Chirpstack flooding gateway with downlink messages

Hi, Ive seen a similar problem here but at the end I think I don’t understand everything correctly:

I have a setup of 10 Class-C end devices and a single Kerlink gateway.
Everything is fine when I send 1 or 2 downlink messages to these nodes.

In certain situations I want to send messages to all nodes (even 3 messages per node) and I would expect chirpstack to schedule it properly for me.

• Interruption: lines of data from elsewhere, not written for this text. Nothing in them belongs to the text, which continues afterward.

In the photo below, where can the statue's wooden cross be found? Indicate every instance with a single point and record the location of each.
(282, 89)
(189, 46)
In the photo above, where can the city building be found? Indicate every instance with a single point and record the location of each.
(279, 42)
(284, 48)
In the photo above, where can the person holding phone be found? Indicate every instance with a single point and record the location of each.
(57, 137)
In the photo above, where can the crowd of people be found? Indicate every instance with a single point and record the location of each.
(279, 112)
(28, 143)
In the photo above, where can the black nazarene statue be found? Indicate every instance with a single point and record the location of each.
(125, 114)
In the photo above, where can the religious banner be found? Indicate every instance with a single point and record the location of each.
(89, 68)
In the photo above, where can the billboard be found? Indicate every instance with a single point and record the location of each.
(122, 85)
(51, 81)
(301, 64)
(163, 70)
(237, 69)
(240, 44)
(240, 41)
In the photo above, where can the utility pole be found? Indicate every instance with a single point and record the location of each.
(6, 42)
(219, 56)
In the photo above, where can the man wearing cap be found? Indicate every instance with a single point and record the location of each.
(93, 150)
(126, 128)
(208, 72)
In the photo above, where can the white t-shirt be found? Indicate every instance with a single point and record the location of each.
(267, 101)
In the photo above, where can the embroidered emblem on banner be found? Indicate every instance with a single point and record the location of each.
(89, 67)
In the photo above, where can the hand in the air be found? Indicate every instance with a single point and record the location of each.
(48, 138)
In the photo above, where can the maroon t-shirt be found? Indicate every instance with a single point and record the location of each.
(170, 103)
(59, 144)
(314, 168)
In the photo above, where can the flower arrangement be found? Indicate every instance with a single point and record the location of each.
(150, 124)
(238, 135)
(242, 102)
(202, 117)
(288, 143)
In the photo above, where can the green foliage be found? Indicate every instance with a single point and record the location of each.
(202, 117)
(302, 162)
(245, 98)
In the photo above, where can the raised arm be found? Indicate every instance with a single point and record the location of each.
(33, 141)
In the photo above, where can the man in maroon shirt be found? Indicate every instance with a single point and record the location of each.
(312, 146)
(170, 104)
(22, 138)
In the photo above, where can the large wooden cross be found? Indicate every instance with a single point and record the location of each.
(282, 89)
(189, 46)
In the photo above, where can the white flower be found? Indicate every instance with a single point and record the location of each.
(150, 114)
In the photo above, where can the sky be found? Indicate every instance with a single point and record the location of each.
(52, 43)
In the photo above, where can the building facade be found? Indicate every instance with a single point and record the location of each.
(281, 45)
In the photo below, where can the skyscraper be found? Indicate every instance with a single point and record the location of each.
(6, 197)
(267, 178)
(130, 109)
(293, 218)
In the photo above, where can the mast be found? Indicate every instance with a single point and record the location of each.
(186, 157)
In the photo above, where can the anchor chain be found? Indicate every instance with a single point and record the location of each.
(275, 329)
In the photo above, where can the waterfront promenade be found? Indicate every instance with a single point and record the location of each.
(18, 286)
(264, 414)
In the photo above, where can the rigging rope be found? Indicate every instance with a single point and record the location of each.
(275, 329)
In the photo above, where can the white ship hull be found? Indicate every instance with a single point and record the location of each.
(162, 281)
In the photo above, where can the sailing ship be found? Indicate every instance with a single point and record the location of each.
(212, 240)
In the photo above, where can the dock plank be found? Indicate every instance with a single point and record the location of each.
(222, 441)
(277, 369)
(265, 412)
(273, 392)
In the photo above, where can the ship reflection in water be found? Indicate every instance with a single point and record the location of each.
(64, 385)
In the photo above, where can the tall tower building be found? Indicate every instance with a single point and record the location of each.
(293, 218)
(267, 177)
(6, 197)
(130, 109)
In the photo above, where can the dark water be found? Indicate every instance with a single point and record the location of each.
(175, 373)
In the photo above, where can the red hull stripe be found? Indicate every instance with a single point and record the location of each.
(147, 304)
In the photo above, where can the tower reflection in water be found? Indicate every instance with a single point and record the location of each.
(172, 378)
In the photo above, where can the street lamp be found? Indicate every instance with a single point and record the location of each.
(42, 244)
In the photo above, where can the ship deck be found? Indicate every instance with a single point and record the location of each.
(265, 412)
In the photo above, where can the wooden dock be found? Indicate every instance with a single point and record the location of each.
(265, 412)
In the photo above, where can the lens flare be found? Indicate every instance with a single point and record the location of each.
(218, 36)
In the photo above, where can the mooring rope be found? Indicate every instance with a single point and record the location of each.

From different logs I can see that chirpstack is pushing downlinks to my gateway and flooding it with messages.
Within single seconds it sends multiple messages to multiple nodes and reties that every 5 sec for every node, probably due to this setting:
class_c_lock_duration="5s"

In kerlink mqtt packet forwarder logs I can see lots of PULL_RESP like:

2025-02-19T09:53:45: Sending PULL_RESP, random_token: 6538, remote: 127.0.0.1:59059
....
2025-02-19T09:56:22: TX_ACK received, random_token: 6538, remote: 127.0.0.1:59059, error: NONE
2025-02-19T09:56:22: Handle TX_ACK error: No cache item for token, random_token: 6538, remote: 127.0.0.1:59059

In my understanding chirpstack is pushing these messages too often to the gateway. Gateway due to its duty cycle restrictions or whatever other reason cannot send this messages immediately and sends them after almost 3 minutes (9:53 vs 9:56).
In the meantime this token is removed from cache (probably after 1 minute) and gateway fails to do anything with it.
Additionally in the meantime chirpstack is pushing more and more messages to the gateway as it is retrying them causing a snowball effect becoming even worse and getting “stuck”.

Am I getting something wrong?
Of course I can extend class_c_lock_duration even to 1 minute, I can do my own scheduling or change my approach totally.
Im just a bit afraid that its just a matter of scale when the problem hits me again in production on 4000 end nodes and multiple gateways.

I would expect chirpstack to know the regulations of EU868, chirpstack knows how many gateways are available, how many messages are to be sent, probably it can also calculate time on air basing on current SF.
In that case I would expect chirpstack + kerlink to do the scheduling job for me instead of getting stuck on wrong timings.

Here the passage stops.